Für Arnon Goldfinger wird diese Tatsache zum Anlass einer Recherche, die
wir in dem Film „Die Wohnung“ mitverfolgen können.
Er öffnet die Alben, die ohne sein Eingreifen möglicherweise unbeachtet an
einen Altwarenhändler gegangen wären (in einer Szene des Films sehen wir,
wie mögliche Preise für den Gesamtbestand der Wohnung ausgerufen werden:
500 Schekel bietet einer, ein anderer das Doppelte). Er möchte hinter das
Geheimnis dieser anstößigen Freundschaft kommen, und so macht er sich auf
den Weg nach Deutschland, wo er auf Edda von Mildenstein trifft, die
Tochter des Edlen von Mildenstein, die ihn mit offenen Armen empfängt.

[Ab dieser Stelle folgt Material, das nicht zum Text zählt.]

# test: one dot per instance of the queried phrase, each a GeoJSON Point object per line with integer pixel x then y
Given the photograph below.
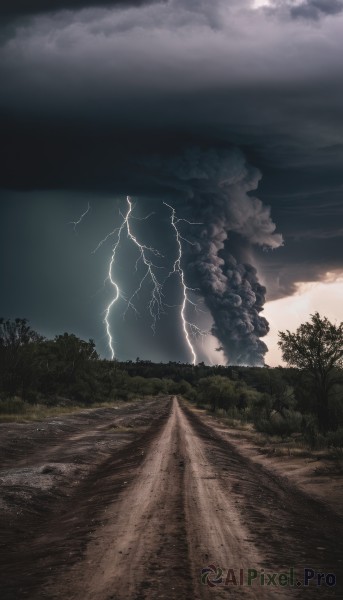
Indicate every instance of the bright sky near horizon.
{"type": "Point", "coordinates": [289, 312]}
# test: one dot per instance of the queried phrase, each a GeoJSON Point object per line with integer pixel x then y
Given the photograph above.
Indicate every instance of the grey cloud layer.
{"type": "Point", "coordinates": [87, 94]}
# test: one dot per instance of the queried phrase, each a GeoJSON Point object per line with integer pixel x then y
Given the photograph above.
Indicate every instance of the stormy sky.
{"type": "Point", "coordinates": [231, 111]}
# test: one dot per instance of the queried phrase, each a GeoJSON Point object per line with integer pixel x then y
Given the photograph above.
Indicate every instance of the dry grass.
{"type": "Point", "coordinates": [39, 412]}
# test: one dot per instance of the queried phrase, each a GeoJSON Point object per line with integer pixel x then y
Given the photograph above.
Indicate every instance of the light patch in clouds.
{"type": "Point", "coordinates": [325, 297]}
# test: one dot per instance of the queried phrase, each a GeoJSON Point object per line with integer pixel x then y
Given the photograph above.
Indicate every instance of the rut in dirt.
{"type": "Point", "coordinates": [176, 500]}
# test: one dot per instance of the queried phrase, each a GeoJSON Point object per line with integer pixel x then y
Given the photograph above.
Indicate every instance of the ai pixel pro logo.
{"type": "Point", "coordinates": [214, 576]}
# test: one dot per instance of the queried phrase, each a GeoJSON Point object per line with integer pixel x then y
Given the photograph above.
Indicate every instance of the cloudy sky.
{"type": "Point", "coordinates": [229, 111]}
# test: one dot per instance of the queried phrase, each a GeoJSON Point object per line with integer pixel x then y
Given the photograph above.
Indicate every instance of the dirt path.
{"type": "Point", "coordinates": [175, 500]}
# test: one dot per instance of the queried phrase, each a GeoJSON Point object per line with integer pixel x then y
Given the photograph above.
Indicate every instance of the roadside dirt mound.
{"type": "Point", "coordinates": [174, 512]}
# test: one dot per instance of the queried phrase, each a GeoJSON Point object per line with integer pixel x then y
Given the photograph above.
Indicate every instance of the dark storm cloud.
{"type": "Point", "coordinates": [315, 9]}
{"type": "Point", "coordinates": [216, 187]}
{"type": "Point", "coordinates": [87, 95]}
{"type": "Point", "coordinates": [19, 8]}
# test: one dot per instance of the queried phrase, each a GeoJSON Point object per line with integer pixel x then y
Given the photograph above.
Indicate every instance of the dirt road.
{"type": "Point", "coordinates": [154, 511]}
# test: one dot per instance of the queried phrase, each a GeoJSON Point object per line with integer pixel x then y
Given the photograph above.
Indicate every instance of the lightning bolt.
{"type": "Point", "coordinates": [156, 302]}
{"type": "Point", "coordinates": [187, 326]}
{"type": "Point", "coordinates": [76, 223]}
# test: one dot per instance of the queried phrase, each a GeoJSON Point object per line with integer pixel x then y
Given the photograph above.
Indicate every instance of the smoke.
{"type": "Point", "coordinates": [217, 186]}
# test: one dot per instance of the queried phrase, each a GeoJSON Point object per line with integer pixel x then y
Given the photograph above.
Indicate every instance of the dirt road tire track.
{"type": "Point", "coordinates": [178, 498]}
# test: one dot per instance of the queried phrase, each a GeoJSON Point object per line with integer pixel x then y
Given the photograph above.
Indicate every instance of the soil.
{"type": "Point", "coordinates": [137, 502]}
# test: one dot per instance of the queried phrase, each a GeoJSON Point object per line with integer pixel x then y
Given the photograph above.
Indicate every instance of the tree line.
{"type": "Point", "coordinates": [306, 396]}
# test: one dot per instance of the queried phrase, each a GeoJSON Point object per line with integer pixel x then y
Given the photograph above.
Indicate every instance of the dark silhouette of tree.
{"type": "Point", "coordinates": [317, 349]}
{"type": "Point", "coordinates": [18, 353]}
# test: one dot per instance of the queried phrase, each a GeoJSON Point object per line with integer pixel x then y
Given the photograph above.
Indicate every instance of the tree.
{"type": "Point", "coordinates": [18, 353]}
{"type": "Point", "coordinates": [317, 349]}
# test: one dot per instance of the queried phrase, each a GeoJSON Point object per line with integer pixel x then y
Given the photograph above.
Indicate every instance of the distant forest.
{"type": "Point", "coordinates": [68, 370]}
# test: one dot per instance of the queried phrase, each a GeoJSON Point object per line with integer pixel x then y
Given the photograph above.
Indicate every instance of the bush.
{"type": "Point", "coordinates": [12, 406]}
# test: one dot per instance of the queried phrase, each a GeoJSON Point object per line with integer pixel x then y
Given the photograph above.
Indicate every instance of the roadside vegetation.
{"type": "Point", "coordinates": [302, 403]}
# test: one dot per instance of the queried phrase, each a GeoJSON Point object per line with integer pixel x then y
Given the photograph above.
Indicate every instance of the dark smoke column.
{"type": "Point", "coordinates": [218, 183]}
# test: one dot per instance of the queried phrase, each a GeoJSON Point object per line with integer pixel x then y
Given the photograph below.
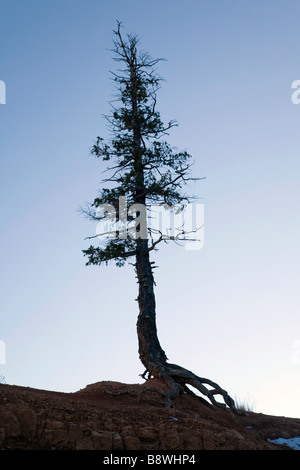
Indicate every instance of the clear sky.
{"type": "Point", "coordinates": [229, 312]}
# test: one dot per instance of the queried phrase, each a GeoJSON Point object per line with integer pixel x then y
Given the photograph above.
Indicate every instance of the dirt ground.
{"type": "Point", "coordinates": [109, 416]}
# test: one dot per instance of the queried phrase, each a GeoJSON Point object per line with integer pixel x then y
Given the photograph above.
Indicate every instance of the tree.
{"type": "Point", "coordinates": [145, 170]}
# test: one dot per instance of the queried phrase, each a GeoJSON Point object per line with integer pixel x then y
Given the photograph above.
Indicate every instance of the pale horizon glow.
{"type": "Point", "coordinates": [229, 311]}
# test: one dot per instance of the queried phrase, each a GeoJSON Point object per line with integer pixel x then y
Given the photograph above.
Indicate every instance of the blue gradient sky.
{"type": "Point", "coordinates": [230, 311]}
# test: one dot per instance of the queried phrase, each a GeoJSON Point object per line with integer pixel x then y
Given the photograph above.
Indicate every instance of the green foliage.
{"type": "Point", "coordinates": [145, 167]}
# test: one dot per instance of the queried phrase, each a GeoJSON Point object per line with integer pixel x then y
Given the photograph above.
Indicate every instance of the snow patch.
{"type": "Point", "coordinates": [293, 442]}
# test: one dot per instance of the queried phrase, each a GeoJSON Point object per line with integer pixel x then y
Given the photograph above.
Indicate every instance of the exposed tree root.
{"type": "Point", "coordinates": [178, 380]}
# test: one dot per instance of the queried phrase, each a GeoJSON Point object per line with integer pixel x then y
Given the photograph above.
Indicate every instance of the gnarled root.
{"type": "Point", "coordinates": [178, 380]}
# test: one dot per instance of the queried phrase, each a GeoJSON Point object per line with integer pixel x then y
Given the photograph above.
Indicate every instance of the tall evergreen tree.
{"type": "Point", "coordinates": [145, 171]}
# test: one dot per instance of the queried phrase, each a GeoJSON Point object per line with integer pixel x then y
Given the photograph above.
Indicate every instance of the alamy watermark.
{"type": "Point", "coordinates": [2, 352]}
{"type": "Point", "coordinates": [179, 222]}
{"type": "Point", "coordinates": [2, 92]}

Doch dann kühlt das Verhältnis allmählich ab, auch wenn Goldfinger
weiterhin mehrmals zu Gast sein darf, einmal sogar mit seiner Mutter, die
in vielerlei Hinsicht die eigentliche Schlüsselfigur dieses Films ist. Denn
sie vertritt in der Erinnerungsfolge, um die es hier in einem sehr
repräsentativen Sinn geht, die zweite Generation der Erben der Schoah.
## Staub wirbelt auf
Diese zweite Generation hat sich vielfach dadurch ausgezeichnet, dass sie
das Schweigen der Überlebenden nicht brechen wollte. Erst die dritte
Generation, der Arnon Goldfinger angehört, beginnt die Fragen zu stellen,
von denen „Die Wohnung“ erzählt. Sein Film kommt zu spät, um noch mit
Zeitzeugen persönlich sprechen zu können. Stattdessen handelt er von dem
Umgang der Nachgeborenen mit den Wahrheiten der Epoche.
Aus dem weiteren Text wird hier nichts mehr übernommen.